Der Landtag hat für die anstehenden Reformvorhaben bereits eine gute Vorarbeit geleistet. Im März 2011 - Sie haben es eben erwähnt - hat die Enquetekommission mit der Bezeichnung „Kommunal- und Landesverwaltung - bürgernah, effektiv und zukunftsfest“ ihre Arbeit begonnen. Ihr gehörten übrigens nicht nur sieben Mitglieder des Landtags an, sondern auch sieben externe Sachverständige. Unter ihnen waren auch die Vertreter der kommunalen Spitzenverbände Brandenburgs. Die Kommission hat - dies nur einmal in Zahlen - 26 öffentliche Sitzungen und zwei Klausurtagungen durchgeführt, über 75 Experten gehört sowie den Gesamtbestand aller Aufgaben, auch deren horizontale und vertikale Verteilung, analysiert.
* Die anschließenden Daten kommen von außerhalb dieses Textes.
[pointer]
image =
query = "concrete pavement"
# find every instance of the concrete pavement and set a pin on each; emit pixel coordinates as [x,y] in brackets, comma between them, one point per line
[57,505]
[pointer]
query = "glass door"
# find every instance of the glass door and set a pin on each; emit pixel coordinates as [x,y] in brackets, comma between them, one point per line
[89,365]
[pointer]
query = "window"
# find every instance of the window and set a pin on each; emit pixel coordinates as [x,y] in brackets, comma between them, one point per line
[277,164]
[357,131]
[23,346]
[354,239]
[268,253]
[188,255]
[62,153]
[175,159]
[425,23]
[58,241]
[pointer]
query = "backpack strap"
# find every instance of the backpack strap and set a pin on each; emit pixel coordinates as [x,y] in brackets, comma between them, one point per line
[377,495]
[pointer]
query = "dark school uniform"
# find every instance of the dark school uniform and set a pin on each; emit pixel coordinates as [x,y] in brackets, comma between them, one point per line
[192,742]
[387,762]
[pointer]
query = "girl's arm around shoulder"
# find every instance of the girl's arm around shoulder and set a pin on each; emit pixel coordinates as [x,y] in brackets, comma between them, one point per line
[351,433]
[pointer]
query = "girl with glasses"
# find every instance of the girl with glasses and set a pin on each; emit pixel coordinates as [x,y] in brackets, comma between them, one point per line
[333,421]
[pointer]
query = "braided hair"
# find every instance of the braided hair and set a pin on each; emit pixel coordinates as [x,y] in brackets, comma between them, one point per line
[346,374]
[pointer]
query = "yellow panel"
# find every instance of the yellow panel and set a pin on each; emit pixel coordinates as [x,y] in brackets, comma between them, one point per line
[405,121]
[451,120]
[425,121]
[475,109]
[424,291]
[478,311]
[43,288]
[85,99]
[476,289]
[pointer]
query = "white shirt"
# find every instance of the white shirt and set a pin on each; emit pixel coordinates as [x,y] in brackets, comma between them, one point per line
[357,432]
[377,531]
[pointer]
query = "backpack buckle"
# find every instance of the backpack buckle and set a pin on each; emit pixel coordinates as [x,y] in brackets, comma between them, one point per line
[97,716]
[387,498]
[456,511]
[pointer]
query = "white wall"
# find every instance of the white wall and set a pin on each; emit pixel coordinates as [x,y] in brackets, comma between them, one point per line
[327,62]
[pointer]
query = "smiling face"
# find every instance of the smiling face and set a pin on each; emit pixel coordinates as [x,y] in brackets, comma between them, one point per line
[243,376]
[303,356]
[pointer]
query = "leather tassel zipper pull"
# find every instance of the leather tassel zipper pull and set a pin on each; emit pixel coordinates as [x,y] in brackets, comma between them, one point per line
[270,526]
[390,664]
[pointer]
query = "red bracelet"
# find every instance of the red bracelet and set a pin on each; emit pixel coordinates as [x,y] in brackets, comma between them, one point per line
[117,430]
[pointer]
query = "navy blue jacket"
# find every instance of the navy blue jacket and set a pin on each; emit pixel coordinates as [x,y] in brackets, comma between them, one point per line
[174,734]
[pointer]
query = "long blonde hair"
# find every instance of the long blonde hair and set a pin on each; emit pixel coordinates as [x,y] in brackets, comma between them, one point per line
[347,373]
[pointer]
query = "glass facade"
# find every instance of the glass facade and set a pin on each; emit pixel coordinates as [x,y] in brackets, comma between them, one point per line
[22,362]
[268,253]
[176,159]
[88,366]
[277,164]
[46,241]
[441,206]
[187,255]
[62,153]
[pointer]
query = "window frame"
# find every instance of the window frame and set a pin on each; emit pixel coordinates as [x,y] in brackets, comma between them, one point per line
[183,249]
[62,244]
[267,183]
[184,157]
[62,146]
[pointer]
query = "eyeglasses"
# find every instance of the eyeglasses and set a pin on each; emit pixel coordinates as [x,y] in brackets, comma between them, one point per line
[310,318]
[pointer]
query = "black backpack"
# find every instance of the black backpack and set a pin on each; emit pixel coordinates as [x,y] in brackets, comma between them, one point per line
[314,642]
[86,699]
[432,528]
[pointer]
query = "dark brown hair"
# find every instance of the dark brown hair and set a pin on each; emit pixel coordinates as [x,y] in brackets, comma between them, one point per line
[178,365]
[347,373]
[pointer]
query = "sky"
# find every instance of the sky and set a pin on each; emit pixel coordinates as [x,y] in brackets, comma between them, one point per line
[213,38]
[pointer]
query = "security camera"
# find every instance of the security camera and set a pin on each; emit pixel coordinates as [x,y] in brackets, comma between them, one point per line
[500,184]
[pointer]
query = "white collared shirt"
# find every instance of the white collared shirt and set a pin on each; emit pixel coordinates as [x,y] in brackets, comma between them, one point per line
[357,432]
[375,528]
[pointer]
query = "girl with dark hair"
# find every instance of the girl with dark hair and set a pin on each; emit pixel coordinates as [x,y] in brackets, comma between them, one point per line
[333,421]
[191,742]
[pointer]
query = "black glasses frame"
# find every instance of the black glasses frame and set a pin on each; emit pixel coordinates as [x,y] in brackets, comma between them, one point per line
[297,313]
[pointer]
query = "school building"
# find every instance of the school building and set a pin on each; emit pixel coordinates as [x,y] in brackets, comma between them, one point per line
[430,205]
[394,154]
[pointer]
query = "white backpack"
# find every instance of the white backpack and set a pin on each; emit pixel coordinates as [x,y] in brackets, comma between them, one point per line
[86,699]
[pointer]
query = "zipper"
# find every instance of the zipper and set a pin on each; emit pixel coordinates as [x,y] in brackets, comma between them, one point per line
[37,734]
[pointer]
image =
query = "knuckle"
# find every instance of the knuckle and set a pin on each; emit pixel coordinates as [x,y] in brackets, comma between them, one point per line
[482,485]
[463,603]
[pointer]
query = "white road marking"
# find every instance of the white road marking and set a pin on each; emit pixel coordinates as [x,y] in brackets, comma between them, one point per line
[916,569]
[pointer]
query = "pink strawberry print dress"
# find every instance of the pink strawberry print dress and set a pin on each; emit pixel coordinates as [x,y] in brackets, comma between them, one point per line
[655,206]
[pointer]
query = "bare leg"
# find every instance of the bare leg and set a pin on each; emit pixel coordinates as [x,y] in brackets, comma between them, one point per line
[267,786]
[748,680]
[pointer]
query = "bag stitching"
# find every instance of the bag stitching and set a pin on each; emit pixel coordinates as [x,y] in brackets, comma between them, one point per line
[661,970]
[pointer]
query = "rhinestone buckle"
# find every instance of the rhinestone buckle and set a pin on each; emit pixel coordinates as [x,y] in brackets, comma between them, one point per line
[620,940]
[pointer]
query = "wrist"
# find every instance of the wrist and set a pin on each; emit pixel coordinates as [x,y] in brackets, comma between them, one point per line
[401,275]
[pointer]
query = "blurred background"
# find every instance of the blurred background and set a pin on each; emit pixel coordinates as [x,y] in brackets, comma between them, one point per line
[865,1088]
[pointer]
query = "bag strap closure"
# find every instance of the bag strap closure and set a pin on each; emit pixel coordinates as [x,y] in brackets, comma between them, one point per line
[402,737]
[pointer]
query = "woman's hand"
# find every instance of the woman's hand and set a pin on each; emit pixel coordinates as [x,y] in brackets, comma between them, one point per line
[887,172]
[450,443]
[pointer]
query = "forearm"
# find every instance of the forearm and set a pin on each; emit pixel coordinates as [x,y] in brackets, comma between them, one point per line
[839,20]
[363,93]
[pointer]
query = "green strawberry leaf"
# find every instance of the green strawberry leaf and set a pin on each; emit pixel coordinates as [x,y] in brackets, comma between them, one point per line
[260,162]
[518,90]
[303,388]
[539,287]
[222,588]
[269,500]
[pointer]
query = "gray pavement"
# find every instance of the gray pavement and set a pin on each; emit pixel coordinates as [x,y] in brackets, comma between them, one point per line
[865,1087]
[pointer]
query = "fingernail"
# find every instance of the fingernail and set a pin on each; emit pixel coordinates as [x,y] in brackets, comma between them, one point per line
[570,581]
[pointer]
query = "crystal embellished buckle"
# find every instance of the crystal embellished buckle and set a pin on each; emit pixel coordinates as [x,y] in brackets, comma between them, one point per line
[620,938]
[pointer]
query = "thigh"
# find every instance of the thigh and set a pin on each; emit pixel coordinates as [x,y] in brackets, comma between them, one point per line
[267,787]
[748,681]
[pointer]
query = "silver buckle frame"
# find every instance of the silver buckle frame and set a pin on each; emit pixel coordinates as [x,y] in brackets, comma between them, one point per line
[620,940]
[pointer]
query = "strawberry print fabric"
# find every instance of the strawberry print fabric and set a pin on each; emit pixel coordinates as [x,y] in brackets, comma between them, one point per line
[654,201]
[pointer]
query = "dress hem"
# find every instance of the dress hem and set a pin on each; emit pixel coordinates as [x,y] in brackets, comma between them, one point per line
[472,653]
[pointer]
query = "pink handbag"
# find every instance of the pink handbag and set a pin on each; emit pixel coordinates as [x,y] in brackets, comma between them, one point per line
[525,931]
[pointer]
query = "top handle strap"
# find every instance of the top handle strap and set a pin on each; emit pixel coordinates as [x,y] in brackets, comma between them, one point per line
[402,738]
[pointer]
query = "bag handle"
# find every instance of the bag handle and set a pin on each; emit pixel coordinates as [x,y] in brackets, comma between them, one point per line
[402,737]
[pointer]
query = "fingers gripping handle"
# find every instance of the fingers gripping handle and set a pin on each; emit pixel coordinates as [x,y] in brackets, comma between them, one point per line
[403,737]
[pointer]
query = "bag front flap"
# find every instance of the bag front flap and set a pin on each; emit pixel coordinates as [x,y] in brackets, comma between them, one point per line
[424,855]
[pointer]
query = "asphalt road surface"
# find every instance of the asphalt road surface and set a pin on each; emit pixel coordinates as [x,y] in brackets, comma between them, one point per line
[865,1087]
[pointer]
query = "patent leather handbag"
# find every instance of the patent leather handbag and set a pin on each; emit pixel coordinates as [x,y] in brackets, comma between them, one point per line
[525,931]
Frau Kollegin Bessin, Sie fordern vertiefende Gutachten zur Auswirkung der Einkreisung der Städte. Es liegen seit etwa zwei Wochen drei Gutachten vor, unter anderem zu den finanziellen Auswirkungen. Die breit angelegte Diskussion und Beteiligung hat unterschiedliche Sichtweisen und Erfahrungen verdeutlicht. Auf den Abschlussbericht der Kommission sei verwiesen. Er enthält auch die Sondervoten einzelner Mitglieder.
Die Arbeit der Kommission hat zur Steigerung des Problembewusstseins und zur Steigerung der Reformbereitschaft auf allen Ebenen beigetragen. Auf diese gute Vorarbeit werden wir aufbauen, und diese Arbeit wird - so stellen wir es uns jedenfalls vor - von dem hierfür zuständigen Innenausschuss des Brandenburger Landtags fortgeführt werden. Natürlich wird er nicht alle Fragen allein erörtern und beschließen können, sondern gleichwohl die anderen Fachausschüsse einbinden. So wird es sicherlich gemeinsame Anhörungen und gemeinsame Beratungen der mitberatenden Ausschüsse geben, und diese werden sicherlich in die Entscheidungsfindung einfließen. Der
So hat der Landtag bisher gearbeitet, und diese Arbeitsweise werden wir fortsetzen. Um inhaltlich fundiert, ressortübergreifend und transparent zu arbeiten, bedarf es nicht der Schaffung eines Sonderausschusses, wie ihn die AfD-Fraktion fordert. Und wenn wir ehrlich sind: Wer wären denn diejenigen, die in einem solchen Sonderausschuss mitarbeiten würden? Es wären doch die gleichen Abgeordneten, die bereits im Innenausschuss und in den mitberatenden Ausschüssen vertreten sind.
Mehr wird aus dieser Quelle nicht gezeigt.